Hyper-Kamiokande (HK) is a next-generation neutrino experiment with a large-scale water-Cherenkov far detector approved in Japan. Its physics program addresses some of the most challenging questions in fundamental physics like the precise measurement of the neutrino oscillation parameters (solar, atmospheric, accelerator), the investigation of astrophysical neutrino sources (supernovae and Diffuse Supernova Bursts (DSNB)), and the search for proton and exotic nucleon decays.
Since over a decade, HK’s predecessor, Super-Kamiokande, has proven the importance of neutron-tagging in a large variety of measurements, improving the limits of DSNB and proton-decay searches, and enhancing the sensitivity to the atmospheric oscillation parameters.
Neutrons produced in the interaction of an HK event thermalize and are eventually captured by hydrogen, emitting a 2.2 MeV photon.

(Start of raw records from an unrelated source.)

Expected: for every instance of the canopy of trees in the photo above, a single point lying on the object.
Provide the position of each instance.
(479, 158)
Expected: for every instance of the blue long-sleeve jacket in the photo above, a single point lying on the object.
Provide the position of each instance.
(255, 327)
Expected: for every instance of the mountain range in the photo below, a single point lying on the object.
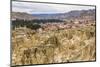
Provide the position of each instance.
(68, 15)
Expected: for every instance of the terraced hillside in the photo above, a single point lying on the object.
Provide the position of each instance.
(53, 46)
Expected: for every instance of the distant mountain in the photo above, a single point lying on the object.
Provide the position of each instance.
(24, 16)
(80, 14)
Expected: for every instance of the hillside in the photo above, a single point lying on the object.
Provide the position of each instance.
(21, 16)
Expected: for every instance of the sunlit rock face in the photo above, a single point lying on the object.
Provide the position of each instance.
(57, 46)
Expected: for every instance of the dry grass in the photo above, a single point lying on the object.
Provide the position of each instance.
(68, 45)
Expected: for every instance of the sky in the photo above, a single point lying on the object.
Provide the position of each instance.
(44, 8)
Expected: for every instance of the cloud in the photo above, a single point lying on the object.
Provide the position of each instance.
(45, 8)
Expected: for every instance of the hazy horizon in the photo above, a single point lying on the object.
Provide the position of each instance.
(44, 8)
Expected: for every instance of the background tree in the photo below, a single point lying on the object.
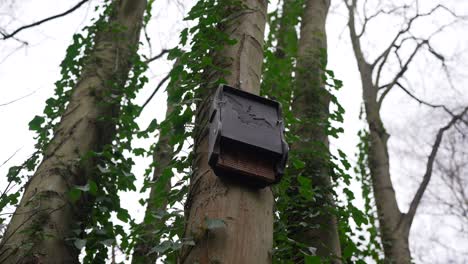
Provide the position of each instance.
(310, 104)
(41, 227)
(246, 214)
(394, 224)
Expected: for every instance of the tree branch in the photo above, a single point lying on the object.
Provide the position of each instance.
(162, 53)
(429, 166)
(10, 35)
(160, 84)
(402, 71)
(424, 102)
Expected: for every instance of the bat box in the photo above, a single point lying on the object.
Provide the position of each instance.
(246, 138)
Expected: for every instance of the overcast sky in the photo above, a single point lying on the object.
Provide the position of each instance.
(31, 70)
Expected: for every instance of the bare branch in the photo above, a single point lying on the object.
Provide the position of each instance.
(408, 28)
(11, 35)
(424, 102)
(160, 84)
(400, 74)
(429, 166)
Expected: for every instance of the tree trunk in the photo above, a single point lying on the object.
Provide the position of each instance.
(394, 227)
(247, 235)
(45, 217)
(311, 105)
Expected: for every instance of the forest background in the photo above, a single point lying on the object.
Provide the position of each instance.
(29, 67)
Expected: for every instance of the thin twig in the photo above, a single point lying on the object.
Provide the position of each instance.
(429, 166)
(10, 35)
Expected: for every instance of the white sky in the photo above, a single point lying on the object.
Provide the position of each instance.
(34, 69)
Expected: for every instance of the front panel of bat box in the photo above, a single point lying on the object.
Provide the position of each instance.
(251, 122)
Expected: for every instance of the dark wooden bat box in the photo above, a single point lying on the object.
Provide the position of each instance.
(246, 138)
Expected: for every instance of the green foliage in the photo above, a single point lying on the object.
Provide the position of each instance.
(190, 79)
(278, 82)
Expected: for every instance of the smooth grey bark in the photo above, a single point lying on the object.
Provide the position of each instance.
(45, 217)
(311, 104)
(394, 234)
(247, 236)
(394, 225)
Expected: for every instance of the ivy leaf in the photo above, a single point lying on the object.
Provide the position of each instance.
(161, 248)
(36, 122)
(123, 215)
(79, 243)
(312, 259)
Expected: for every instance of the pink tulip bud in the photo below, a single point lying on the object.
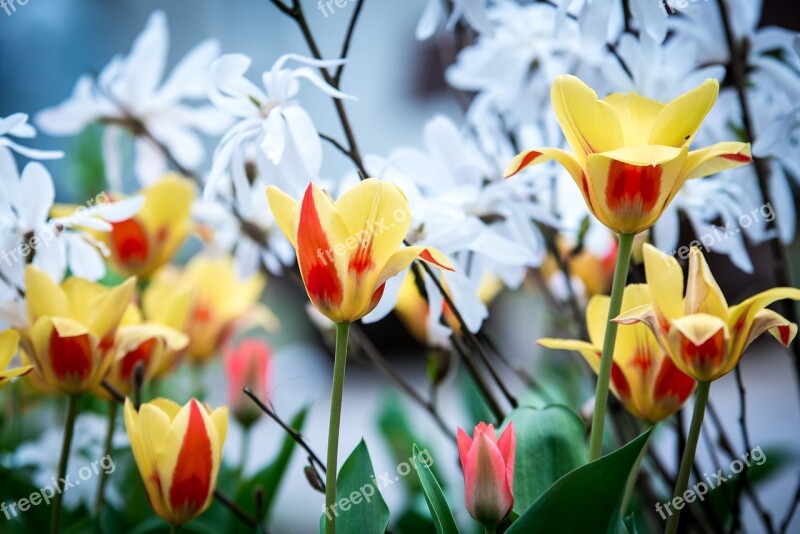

This signal is too weak for HK’s trigger threshold; therefore, the delayed neutron signal is searched by scanning all the hit PMTs after the prompt signal.
The developed method in this study feeds this information into a neural network, providing as output which of the hit PMTs are more likely to have received the neutron capture signal. This not only improves the candidate selection efficiency and purity, but also provides valuable information about the hit PMTs, identifying the most relevant ones for the subsequent fitting process.
This new technique improves the primary selection of neutron signals from 58% to 75% compared to the usual procedure based on a number-of-hits threshold.